I cycled through Paris last
I cycled through Paris last summer and it was brilliant, although I did get lost and ran out of data on my roaming allowance.
I don’t wish to bemoan what’s
I don’t wish to bemoan what’s happened in London either – but outer London is still dreadful, with a couple of exceptions. The central zones are getting very good and that is evidenced in the number of cyclists. I also agree with the comments on Paris – we live in London and Paris and I would say the infrastructure in Paris is more contiguous and more widespread, in that it reaches further out.
AIUI the the London plan was
AIUI the the London plan was roughly 25 years working through to 2040, which did strategic (spokes of the wheel “cycling superhighways”) radiating out. In 15 years I will be well into retirement, but I look forward to cycling it.
So taking cycling modal share over time, it can be seen rippling up in Central London, then Inner London, and in time Outer London.
Personally, I find in Paris I can fall of the edge of the new world too easily and too abruptly. So I actually prefer the London strategy – provided the Culture War Carbrain politicians are kept in their matchbox. One interesting artefact for me is that things that the outer boroughs cocked up through salami slicing – sub-standard bus stop bypasses everywhere – are now used as a weapon in the war.
Meanwhile, in my neck of the woods where we now have the Refukkers in control of four local County Councils, who are the Local Higwhays Authorities too – at least until it is all reorganised in 2027, and may be my District Council as well next year, I continue my war of attrition on A-barriers and chicanes, with the aim to create a real off road network of cyleways from those. Even here, where they were downgraded from ATE Level 2 to ATE Level 1, I see more people cycling.
I have still not really decided the arguments I need to make to get the local MP aka teh LeeAnderthal Man, on my side.

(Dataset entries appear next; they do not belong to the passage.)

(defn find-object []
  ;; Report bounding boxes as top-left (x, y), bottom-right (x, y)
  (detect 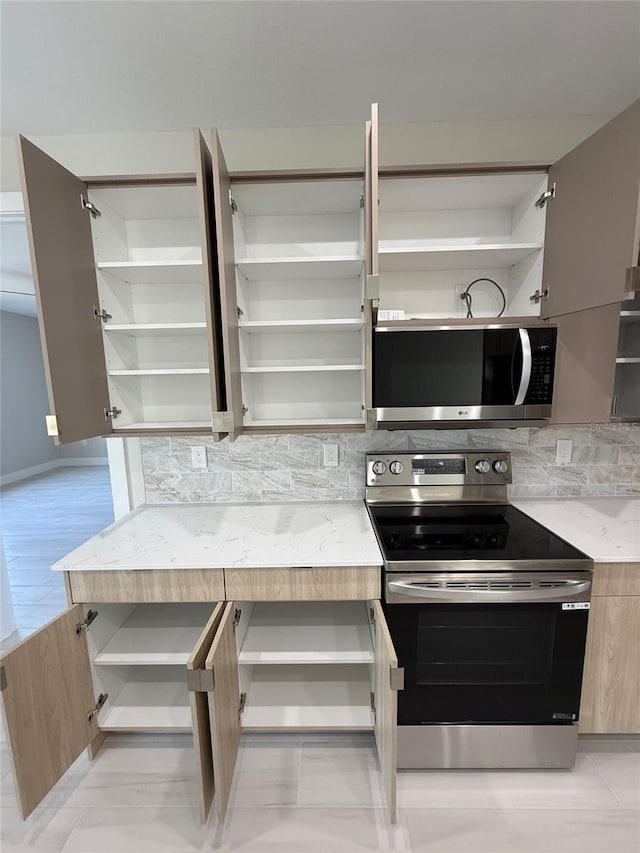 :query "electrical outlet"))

top-left (556, 438), bottom-right (573, 465)
top-left (324, 444), bottom-right (338, 468)
top-left (191, 444), bottom-right (207, 468)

I was in Paris twice for work
I was in Paris twice for work last year. The first of those trips left me some time after my work finished before I got my Eurostar train back to St Pancras, so I opted to walk the 6km or so from where I’d had the meeting to Gare du Nord. It was a revelation. I’ve been visiting Paris since I was a kid and was used to the noise and streets jammed with cars. It’s so much cleaner and quieter and calmer now, with a lot fewer cars and far more people on two wheels. I loved it.
Living in London, I’ve seen things steadily improve for cyclists over the decades. I’m going out this evening and will ride my bike into town for a function as it happens. I’d never have done that in the past.
Not to decry London’s efforts
Not to decry London’s efforts, which are good – but I wonder how many cycle trips are diverted from public transport, rather than cars? That may still be a good – healthier, quicker – thing but it might also limit the transferability to other places.
IIRC there has been evidence
IIRC there has been evidence that in London that indeed the case – I think this Graundiad article has something on this?
Ultimately it’s about “alternatives to driving” (even in NL) *. Of course in the UK “but we have long journeys” (although … they have long commutes in NL also). But we probably do have slightly longer average journeys. And even though though a large proportion of UK journeys are relatively short even those may be significantly (for active travel) longer than in NL (see “drive to supermarket” vs. “pick up groceries at local shops in passing“).
So … initially it will be drive vs. public transport. (vs. “actually I don’t have to make the trip” – which tends to be a harder ask, even though often true).
That is until either a) the motor vehicle fuel runs out or all the power runs out, or b) everyone takes to the matrix so we don’t mostly don’t physically travel places.
* Motoring is great, and motor vehicles offer a pretty good “do many things” one-stop mobility solution. Except … that unfortunately mass motoring is a net economic drain, terribly space-inefficient and has lots of other negative side-effects. And it’s self-catalysing and suppresses other modes. (That is, once it’s established, which actually took much political choice, promotion, deliberately destroying other stuff to “make room for the car”, expensive building of infra, legendary sales technique defending the indefensible etc.).